It’s a well acted movie that pokes fun at the indie film industry but falls empty for the sake of parody.

Three ambitious misguided filmmakers are set to make an indie film that will pave the way for a prestigious critically acclaimed career. Through the imagination of their silent production assistant, a part of the film is played out in different versions as the director and producer contemplate on various scenarios that will turn it into an international award winning masterpiece. The said film is about Mila, a poor mother living in the slums who sells her child to a pedophile for money.

The movie is an entertaining satire of the indie film industry’s penchant for poverty porn. The movie within a movie’s script titled “Walang-wala” undergoes different versions – from a low budget take on social realism, to a documentary, then randomly into a musical.

It also takes a stab at mainstream melodramas as Eugene Domingo’s version shows unrealistically coiffed poor characters and exaggerated scenes. She also gets pulled into the satire as a parody of herself.

The filmmakers weren’t spared from this too as the group lounges in a coffee shop armed with a Mac and an iPad, reminiscent of pretentious well educated twenty somethings who hang around at Starbucks. In the same scene the joke continues as a more successful acquaintance drops by with his entourage, name-dropping repeatedly and mispronouncing espresso.

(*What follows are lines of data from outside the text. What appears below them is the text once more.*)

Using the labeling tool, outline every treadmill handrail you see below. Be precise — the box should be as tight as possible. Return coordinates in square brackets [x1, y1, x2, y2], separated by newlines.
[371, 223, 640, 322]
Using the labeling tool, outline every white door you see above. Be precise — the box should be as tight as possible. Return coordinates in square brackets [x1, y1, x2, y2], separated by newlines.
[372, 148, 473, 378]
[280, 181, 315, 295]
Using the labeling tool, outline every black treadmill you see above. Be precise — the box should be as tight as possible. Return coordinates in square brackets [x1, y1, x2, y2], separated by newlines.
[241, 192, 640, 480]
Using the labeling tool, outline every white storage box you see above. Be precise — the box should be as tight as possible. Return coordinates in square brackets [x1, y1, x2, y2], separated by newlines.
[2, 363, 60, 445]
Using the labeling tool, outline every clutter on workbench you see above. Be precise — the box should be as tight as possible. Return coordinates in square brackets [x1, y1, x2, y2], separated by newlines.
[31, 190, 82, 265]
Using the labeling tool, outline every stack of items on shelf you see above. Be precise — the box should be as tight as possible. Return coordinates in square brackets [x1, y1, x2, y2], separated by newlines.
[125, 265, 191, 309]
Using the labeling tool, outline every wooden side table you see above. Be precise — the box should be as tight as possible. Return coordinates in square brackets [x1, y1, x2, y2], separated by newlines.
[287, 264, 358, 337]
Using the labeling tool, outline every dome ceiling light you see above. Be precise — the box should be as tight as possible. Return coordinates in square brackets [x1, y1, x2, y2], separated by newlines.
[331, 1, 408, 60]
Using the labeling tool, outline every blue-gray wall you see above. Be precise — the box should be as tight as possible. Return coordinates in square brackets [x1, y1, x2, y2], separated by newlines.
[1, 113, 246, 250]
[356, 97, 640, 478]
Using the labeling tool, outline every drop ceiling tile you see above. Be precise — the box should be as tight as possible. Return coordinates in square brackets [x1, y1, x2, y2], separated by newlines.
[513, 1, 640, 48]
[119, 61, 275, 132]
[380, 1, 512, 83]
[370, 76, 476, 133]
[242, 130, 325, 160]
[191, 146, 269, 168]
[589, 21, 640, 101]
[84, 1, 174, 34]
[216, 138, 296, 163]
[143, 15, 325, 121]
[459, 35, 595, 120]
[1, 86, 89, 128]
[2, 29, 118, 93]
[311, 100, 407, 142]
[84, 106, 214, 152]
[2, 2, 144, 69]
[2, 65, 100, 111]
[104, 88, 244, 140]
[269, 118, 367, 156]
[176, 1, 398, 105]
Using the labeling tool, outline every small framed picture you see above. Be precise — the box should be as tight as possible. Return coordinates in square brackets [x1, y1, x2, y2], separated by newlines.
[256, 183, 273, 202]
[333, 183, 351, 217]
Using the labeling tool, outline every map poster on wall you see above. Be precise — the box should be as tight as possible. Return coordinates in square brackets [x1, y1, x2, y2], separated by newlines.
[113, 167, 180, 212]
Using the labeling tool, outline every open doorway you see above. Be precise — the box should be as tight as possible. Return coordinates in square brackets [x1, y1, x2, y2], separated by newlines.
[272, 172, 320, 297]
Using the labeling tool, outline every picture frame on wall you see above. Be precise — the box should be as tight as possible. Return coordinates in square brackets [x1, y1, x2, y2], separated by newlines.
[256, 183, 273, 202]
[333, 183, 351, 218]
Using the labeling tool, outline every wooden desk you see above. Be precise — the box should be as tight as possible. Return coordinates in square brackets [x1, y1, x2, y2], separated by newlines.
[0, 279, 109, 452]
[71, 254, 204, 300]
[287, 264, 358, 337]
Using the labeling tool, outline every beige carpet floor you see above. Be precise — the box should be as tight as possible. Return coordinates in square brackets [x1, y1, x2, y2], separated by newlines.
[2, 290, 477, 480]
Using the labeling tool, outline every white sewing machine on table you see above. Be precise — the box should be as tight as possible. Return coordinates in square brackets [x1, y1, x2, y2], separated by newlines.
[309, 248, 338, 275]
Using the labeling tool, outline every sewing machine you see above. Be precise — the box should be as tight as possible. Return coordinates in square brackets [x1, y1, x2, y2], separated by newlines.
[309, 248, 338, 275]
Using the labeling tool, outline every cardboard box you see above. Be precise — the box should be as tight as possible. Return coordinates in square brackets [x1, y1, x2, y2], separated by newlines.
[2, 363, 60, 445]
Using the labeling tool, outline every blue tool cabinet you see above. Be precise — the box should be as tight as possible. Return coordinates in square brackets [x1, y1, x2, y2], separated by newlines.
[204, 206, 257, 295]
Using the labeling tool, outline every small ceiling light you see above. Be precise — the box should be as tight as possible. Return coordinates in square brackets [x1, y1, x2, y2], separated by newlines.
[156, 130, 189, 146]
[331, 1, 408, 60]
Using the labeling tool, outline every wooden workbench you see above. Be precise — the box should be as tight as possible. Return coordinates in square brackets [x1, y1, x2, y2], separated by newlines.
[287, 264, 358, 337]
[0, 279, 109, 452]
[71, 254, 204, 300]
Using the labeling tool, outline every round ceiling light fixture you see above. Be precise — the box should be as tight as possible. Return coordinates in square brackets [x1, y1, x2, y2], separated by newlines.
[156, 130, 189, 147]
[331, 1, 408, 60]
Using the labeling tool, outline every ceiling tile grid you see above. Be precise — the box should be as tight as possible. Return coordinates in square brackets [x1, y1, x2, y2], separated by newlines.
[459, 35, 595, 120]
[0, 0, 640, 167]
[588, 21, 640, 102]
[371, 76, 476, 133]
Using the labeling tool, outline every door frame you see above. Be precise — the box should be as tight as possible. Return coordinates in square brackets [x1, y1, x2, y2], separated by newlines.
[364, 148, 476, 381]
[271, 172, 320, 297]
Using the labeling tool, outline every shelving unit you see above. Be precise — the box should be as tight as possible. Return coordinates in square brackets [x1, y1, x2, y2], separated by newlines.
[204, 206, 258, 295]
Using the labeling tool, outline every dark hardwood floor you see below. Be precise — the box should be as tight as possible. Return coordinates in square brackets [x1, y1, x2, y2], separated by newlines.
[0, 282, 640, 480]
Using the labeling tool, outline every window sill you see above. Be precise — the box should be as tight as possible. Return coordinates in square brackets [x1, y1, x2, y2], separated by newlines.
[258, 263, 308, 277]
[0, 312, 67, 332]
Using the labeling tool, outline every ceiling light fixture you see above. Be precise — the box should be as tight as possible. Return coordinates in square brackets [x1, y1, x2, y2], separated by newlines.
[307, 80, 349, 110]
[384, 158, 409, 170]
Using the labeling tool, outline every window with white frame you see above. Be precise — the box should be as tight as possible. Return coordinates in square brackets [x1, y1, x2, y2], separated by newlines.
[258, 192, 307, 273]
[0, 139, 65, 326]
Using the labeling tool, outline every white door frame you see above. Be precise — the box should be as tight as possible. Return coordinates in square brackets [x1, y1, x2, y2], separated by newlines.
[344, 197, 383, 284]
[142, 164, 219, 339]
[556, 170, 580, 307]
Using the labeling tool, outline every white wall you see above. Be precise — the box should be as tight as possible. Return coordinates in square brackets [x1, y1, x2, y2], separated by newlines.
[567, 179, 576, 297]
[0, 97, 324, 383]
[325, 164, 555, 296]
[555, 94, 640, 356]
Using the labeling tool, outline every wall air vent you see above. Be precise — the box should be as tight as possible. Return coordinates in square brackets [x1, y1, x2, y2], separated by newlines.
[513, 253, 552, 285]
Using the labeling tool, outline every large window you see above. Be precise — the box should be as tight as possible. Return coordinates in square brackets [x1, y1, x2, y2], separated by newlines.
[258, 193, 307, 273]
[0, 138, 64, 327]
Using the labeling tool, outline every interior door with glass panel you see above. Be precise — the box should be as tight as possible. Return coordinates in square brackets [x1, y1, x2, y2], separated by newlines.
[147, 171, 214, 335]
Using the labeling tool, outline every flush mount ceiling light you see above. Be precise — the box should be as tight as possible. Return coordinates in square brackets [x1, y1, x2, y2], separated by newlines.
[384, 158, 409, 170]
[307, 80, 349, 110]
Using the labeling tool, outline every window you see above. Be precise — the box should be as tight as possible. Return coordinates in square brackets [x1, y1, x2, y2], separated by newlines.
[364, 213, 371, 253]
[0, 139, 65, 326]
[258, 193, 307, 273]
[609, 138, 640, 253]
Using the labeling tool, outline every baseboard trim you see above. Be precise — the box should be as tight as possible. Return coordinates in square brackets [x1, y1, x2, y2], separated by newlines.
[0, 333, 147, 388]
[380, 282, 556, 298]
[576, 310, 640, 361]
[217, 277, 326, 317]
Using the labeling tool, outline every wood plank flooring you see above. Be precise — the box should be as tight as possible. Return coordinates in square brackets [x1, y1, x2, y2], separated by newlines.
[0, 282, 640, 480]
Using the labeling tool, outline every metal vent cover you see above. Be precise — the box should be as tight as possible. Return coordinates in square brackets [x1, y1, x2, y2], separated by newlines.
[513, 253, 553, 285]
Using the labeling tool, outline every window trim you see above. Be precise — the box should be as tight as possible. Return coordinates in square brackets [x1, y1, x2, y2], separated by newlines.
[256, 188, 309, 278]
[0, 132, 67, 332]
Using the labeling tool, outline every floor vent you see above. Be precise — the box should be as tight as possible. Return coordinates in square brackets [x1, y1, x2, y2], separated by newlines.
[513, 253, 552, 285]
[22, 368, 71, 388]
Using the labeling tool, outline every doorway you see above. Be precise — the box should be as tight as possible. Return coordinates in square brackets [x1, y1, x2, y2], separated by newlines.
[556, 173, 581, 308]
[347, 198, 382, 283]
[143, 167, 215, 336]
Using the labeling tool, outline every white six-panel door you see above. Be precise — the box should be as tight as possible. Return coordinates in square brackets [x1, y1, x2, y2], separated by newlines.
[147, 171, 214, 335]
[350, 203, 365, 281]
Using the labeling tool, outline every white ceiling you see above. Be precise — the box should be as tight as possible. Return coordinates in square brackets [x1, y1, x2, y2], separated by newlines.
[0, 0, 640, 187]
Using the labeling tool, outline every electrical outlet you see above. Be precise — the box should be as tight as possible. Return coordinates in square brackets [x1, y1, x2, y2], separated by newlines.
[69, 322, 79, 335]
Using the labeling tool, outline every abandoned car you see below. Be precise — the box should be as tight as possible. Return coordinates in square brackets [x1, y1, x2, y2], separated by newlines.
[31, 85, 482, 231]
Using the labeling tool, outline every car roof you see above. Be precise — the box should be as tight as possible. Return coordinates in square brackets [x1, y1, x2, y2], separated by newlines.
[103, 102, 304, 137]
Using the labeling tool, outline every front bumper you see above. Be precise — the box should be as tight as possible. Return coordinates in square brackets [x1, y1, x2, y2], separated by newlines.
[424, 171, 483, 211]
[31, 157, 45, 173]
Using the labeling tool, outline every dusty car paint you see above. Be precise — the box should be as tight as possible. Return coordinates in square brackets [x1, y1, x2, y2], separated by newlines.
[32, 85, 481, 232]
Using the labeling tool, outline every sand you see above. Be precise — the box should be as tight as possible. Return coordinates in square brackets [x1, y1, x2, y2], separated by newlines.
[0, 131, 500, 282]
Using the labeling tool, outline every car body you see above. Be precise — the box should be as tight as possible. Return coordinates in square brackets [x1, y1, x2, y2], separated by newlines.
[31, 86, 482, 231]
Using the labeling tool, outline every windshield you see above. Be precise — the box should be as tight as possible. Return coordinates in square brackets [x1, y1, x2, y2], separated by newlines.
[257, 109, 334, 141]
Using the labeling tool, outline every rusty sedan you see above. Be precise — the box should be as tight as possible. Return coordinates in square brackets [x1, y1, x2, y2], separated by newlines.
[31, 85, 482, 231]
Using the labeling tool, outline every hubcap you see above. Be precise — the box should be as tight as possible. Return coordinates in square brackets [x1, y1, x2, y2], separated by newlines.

All the actors here are good, but not as much as Eugene Domingo as she showcases her talents, shifting from comedy to drama. She eclipses everyone here that it makes me want to see Kimi Dora.

The movie ends with a hilarious finish but there’s nothing  much beyond a running joke of sequences 34-40. The movie strayed away from its main story that the ending made me feel like it was cut short. Me and the other audiences in the cinema couldn’t believe that it was already finished as the credits rolled. Nonetheless the film succeeded as a parody.